Al molay rachamim, – шепчу я, медленно раскачивая нас обоих из стороны в сторону, – shochayn bam’romim, ham-tzay m’nucha n’chona al kanfay Hash’china, b’ma-alot k’doshim ut-horim k’zo-har haraki-a mazhirim, et nishmat Fate she-halach l-olama, ba-avur shenodvu tz’dakah b’ad hazkarat nishmata. B’Gan Ayden t’hay m’nuchata; la-chayn Ba-al Harachamim yas-tire-ha b’sayter k’nafav l’olamim, v’yitz-ror bitz-ror hacha-yim et nishmatah, Ado-nay Hu na-chalatah, v’tanu-ach b’shalom al mishkavah. V’nomar: Amayn.

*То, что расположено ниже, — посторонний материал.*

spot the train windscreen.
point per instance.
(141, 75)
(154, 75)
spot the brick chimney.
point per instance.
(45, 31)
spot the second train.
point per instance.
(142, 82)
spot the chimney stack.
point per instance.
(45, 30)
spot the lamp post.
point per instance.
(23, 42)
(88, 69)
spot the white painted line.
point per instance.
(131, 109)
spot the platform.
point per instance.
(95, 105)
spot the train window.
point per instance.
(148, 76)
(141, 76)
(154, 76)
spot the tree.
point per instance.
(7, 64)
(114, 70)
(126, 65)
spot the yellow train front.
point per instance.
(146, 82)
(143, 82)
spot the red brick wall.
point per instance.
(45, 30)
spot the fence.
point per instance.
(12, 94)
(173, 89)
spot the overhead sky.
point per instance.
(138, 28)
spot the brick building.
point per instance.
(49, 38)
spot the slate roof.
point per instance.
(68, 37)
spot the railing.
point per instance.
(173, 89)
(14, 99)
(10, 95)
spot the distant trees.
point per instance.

Рука Брэна обхватывает меня за талию и притягивает к себе. Елозя коленями по мокрой от снега земле, придвигаюсь к нему – близко, как он хочет. Его голова прижимается к моей шее. Слезы катятся по моим щекам, обжигая в тех местах, где мокрых дорожек касается холодный воздух.

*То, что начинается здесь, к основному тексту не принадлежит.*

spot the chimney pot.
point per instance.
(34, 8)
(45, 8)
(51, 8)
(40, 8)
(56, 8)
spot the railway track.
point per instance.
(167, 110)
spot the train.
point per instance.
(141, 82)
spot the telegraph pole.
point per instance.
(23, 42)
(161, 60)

Постепенно сбивчивое дыхание Брэна выравнивается.
Через мгновение Иан опускается рядом на колени, обнимая нас обоих. Карван следует его примеру, обнимая и Брэна и Иана.
– Ты нашел ее, – бормочу, уткнувшись Брэну в волосы. – Вы с Ианом нашли ее и отвезете домой, как только будет можно.
Он качает головой.
– Да, ты сделал это. Чтобы этот момент настал, должны были сойтись множество обстоятельств, и они сошлись благодаря тебе и Иану. Ты нашел Фейт и теперь отвезешь ее домой.

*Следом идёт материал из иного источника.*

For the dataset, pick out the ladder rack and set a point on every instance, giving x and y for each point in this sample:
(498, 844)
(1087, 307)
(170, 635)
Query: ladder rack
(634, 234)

Постепенно Брэн распрямляется – не отстраняясь, но поднимаясь дюйм за дюймом, пока наши лбы не соприкасаются. Его прерывистое дыхание согревает мое лицо. Беру кончик шарфа – слава Прие, что упаковала нам в дорогу самый мягкий, – и вытираю его щеки. Брэн в ответ фыркает.
– Давай накроем ее одеялом твоей мамы, si?
Проходит минута-другая, прежде чем он кивает, вынимает из кармана пачку салфеток, вытирает лицо и сморкается. Предлагает салфетки Иану с Карваном – оба принимают предложение, – затем вытаскивает еще одну и вытирает мне щеки. Когда мы встаем на ноги, я крепко обнимаю Иана, а Брэн – Карвана.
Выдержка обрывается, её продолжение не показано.